Gracita Brennand deixa imenso legado de solidariedade, um ideal que transformou em missão de vida
Graça Maria Monteiro Brennand, que faleceu na noite da última sexta, viveu com o firme propósito de ajudar ao próximo. Ela deixa, para Pernambuco e para o Brasil, a história de suas ações em prol da coletividade
"De minha parte dou ainda às crianças o meu tempo, atenção e carinho. Dou a elas o que meus filhos tiveram: valores, senso crítico e social". Em 2014, na Câmara Municipal do Recife, em discurso ao receber a mais alta comenda da casa, a Medalha José Mariano, Graça Maria Monteiro Brennand, emocionada, agradeceu, com o tom de sempre: de uma matriarca à frente de oito filhos, dezenove netos e quarenta e sete bisnetos, entre outras dezenas de agraciados que sob suas mãos, em gestos, conheceram o significado da palavra acolhimento.
Aos 94 anos, na noite de 10 de novembro, Dona Gracita Brennand, como era chamada, se foi. E atendendo a um desejo que decerto ela teria, para o seu velório - realizado no sábado na Capela Nossa Senhora das Graças, erguida por seu companheiro de vida, e em sua homenagem, Ricardo Brennand (1927-2020) - foi pedido pela família, como parte das derradeiras celebrações, a substituição das coroas de flores por ações solidárias, já que ela "amava o seu jardim e não gostava de cortar as flores".
Ao lado do empresário, industrial e colecionador, Ricardo Brennand, Dona Gracita, nascida em 1929 na cidade de Sirinhaém, Mata Sul de Pernambuco, dividiu mais de sete décadas de trajetória - de vida e de história.
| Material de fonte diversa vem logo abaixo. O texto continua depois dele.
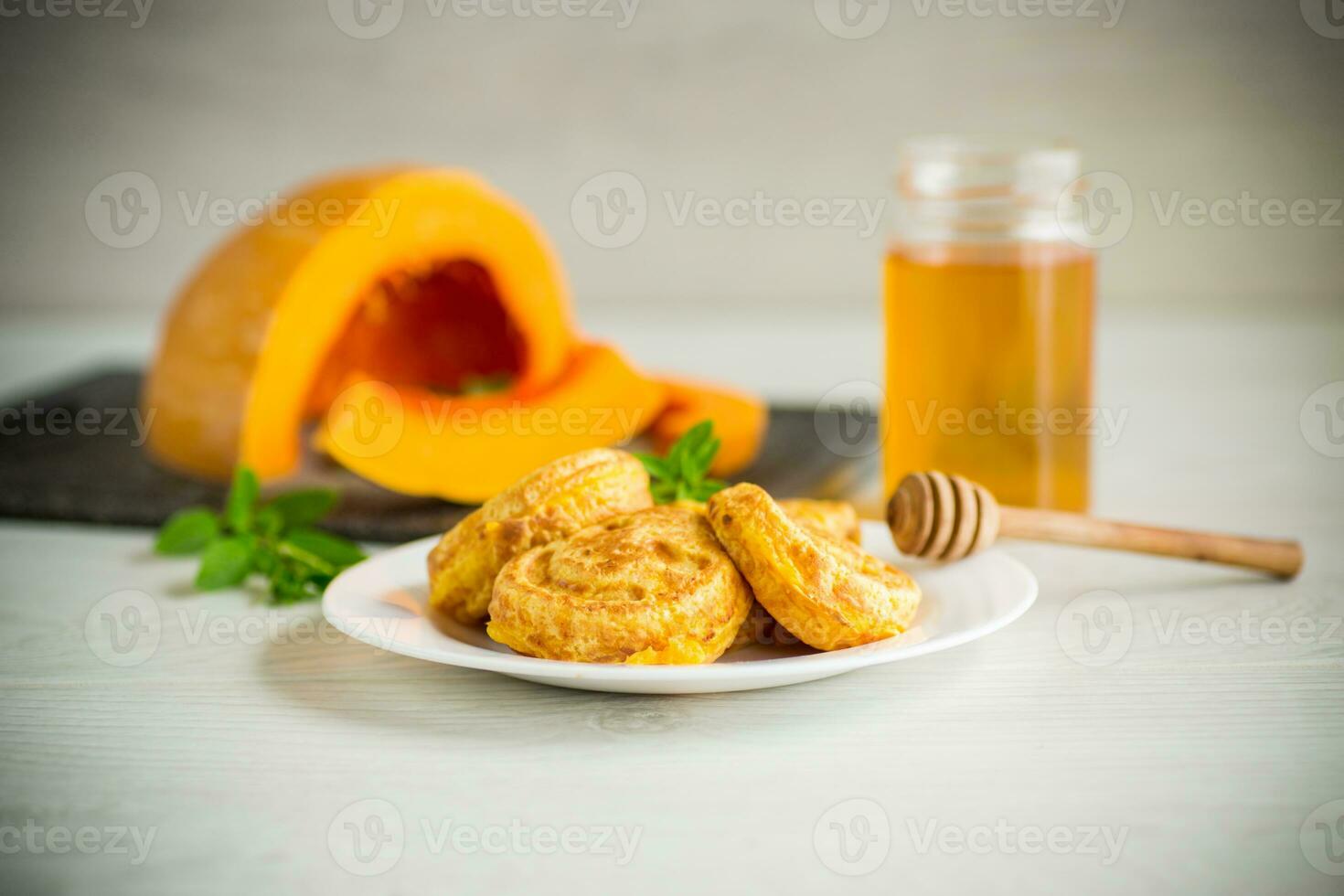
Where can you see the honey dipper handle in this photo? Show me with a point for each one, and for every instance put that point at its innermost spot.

Ele, criador do Instituto Ricardo Brennand (IRB), na Várzea, Zona Oeste do Recife - espaço aberto em 2002, cujo acervo abriga arte e memórias - dedicou sua existência ao cultivo dos negócios e da família constituída ao lado de Graça, irmã de José Múcio e também de Armando Monteiro, Lourdinha e Rômulo Monteiro, estes, já falecidos.
"Tenho a convicção de que o velho Armando Monteiro e Dona Maria José, seus pais, Armandinho, Múcio, Lourdinha e Rômulo, seus irmãos, que já se foram, receberam tia Gracita, que era carinhosamente chamada de Maninha, por meu pai Armandinho (Armando Monteiro Filho). De modo que diante dessa partida, que sempre é um processo doloroso, teremos na sua memória e no seu exemplo um bálsamo para vivermos a saudade de forma serena", disse o sobrinho Eduardo de Queiroz Monteiro, fundador e presidente do Grupo EQM.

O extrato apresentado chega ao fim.